# 824 oe



## Dracer173 (Dec 28, 2019)

my 824 OE feels like it pulls to the left when blowing snow, what would cause this ?


----------



## Shovel (Mar 26, 2019)

Place machine on level surface.
Air tires to equal pressure
Set scraper bar to desired height...leaving your paint sticks or other spacers under the scraper bar.
Reset shoes.
Remove paint sticks from under scraper.
Gently raise machine and make sure both shoes touch the concrete as the same time when you lower machine


Sent from my LM-Q710.FG using Tapatalk


----------



## Oneacer (Jan 3, 2011)

@Dracer,

The first thing that comes to mind is the tire pressure being out of whack.

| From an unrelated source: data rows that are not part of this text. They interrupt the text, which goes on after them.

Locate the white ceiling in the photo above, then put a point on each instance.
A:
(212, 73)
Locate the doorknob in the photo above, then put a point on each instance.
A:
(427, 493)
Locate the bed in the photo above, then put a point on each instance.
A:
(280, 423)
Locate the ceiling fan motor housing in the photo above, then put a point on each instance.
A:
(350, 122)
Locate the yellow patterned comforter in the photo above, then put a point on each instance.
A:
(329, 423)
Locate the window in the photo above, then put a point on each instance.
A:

As Shovel mentioned, also make sure the bucket is adjusted properly with the skid shoes.


----------



## Shovel (Mar 26, 2019)

oneacer said:


> @Dracer,
> 
> The first thing that comes to mind is the tire pressure being out of whack.
> 
> As Shovel mentioned, also make sure the bucket is adjusted properly with the skid shoes.


I expect the shoes will need to be adjusted after airing the tires.




Sent from my LM-Q710.FG using Tapatalk


----------



## Dracer173 (Dec 28, 2019)

Thanks for the help I will check the tires and reset the skids.


----------